Certains de mes amis confrères s’indignent tous les jours. Ils repèrent âneries, provocations ou dérapages de la part de trollnards hyperactifs et cela crée, après partages, d’infinies chaînes de commentaires et d’expressions de colère. Cela se comprend. La bêtise réactionnaire est une matière très répandue. Elle incite à la réaction, elle exige des réponses, elle impose des prises de position qui, le plus souvent, se perdent dans le vide, vite oubliées, vite remplacées. Il y a quelques jours, je suis tombé sur un article qui conseillait d’ignorer ce genre de piège et cela m’a beaucoup intéressé. Un journaliste médiocre et atrabilaire vous prend à partie sur twitter ? On l’ignore. On le met dans le lourd, pour reprendre une expression bien de chez nous. Un inconnu, réfugié derrière son pseudonyme, se déchaîne ? On le bloque. Car la règle est simple : les réseaux sociaux ne servent pas à convaincre ni à raisonner et encore moins à éduquer ou à donner une conscience aux gens. Mais dans le cas de Mennel, il est évident que ce genre de stratégie ne sert à rien. Les vagues étaient trop puissantes.

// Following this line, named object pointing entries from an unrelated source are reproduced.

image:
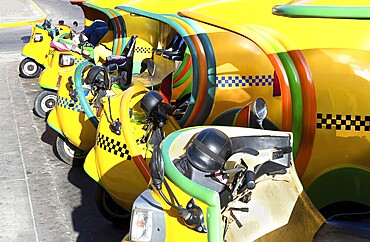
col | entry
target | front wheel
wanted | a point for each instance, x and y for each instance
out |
(44, 102)
(69, 153)
(28, 68)
(111, 210)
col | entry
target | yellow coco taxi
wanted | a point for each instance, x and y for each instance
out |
(125, 148)
(68, 54)
(317, 52)
(37, 51)
(217, 183)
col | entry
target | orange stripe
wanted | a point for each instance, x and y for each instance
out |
(285, 92)
(202, 83)
(309, 111)
(143, 167)
(118, 34)
(184, 71)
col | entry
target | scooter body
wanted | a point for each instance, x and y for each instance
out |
(81, 132)
(277, 209)
(37, 51)
(113, 161)
(315, 92)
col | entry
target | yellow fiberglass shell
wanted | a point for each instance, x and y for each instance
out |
(71, 119)
(41, 51)
(244, 72)
(49, 77)
(113, 161)
(313, 31)
(285, 207)
(334, 93)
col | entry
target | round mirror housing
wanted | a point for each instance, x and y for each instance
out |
(156, 167)
(151, 67)
(260, 110)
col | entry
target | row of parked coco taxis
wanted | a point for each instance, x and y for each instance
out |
(215, 120)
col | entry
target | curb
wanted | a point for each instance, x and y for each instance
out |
(22, 23)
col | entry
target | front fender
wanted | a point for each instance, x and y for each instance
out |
(53, 122)
(90, 166)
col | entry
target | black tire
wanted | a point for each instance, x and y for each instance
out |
(69, 153)
(28, 68)
(44, 102)
(111, 210)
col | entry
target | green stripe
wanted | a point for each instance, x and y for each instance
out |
(345, 12)
(208, 196)
(184, 78)
(189, 43)
(211, 70)
(54, 128)
(343, 184)
(123, 27)
(186, 91)
(81, 96)
(182, 65)
(54, 88)
(294, 84)
(110, 16)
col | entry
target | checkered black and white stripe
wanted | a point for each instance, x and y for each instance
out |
(68, 103)
(343, 122)
(145, 50)
(244, 81)
(113, 146)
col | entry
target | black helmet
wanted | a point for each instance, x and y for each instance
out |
(94, 73)
(209, 150)
(150, 101)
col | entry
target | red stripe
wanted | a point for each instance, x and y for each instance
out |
(309, 112)
(142, 166)
(285, 92)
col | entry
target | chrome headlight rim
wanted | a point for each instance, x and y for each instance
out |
(66, 60)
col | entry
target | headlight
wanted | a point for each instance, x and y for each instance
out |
(141, 225)
(66, 60)
(37, 37)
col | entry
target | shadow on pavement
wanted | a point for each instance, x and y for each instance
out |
(86, 219)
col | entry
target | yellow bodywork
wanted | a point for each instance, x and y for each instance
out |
(68, 118)
(334, 86)
(279, 209)
(41, 51)
(112, 162)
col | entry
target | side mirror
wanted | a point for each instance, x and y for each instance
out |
(151, 67)
(156, 166)
(260, 110)
(112, 68)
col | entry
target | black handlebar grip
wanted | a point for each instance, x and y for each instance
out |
(250, 177)
(285, 149)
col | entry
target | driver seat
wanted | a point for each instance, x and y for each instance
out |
(125, 61)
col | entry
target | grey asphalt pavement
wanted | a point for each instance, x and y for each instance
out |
(41, 198)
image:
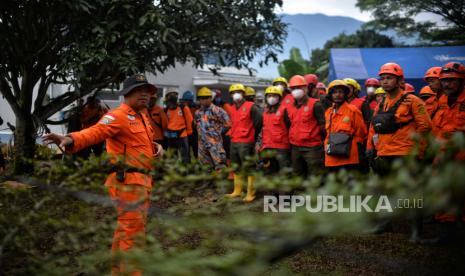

Ce qui vient de lui arriver illustre un troisième enseignement. La propension de certains à signifier aux « racisés », Maghrébins, Noirs, ou autres personnes du Sud, qu’il est un enclos qu’ils n’ont pas le droit de quitter sans présentation de solides garanties. C’est un peu le « ta place ! » que tout dresseur de chien lance à l’animal quand il veut lui ordonner de rester immobile ou de s’en revenir au panier. Tous ces gens ne sont pas racistes, loin de là. Ils admettent que la diversité s’incarne au quotidien. Mais ils veulent que cette incarnation se fasse comme ils l’exigent. Pas de voile, bien sûr, pas de revendication en matière d’alimentation, pas de prénom trop connoté, pas d’engagement politique trop marqué vis-à-vis de ce qui se passe au Proche-Orient. On a le droit d’être différent mais à la condition d’être rassurant…

Et pour bien le comprendre, on offre aux récalcitrants des exemples à suivre. Le bon « racisé » ? C’est celui qui pense comme nous, qui dit comme nous et que l’on peut agiter à foison pour rappeler les siens à l’ordre. Une autre Mennel fera bientôt son apparition. Elle n’aura pas de turban ou de bandeau, et ses posts et tweets sur les réseaux sociaux seront d’une docilité et d’une fadeur à calmer le plus enragé des trolls.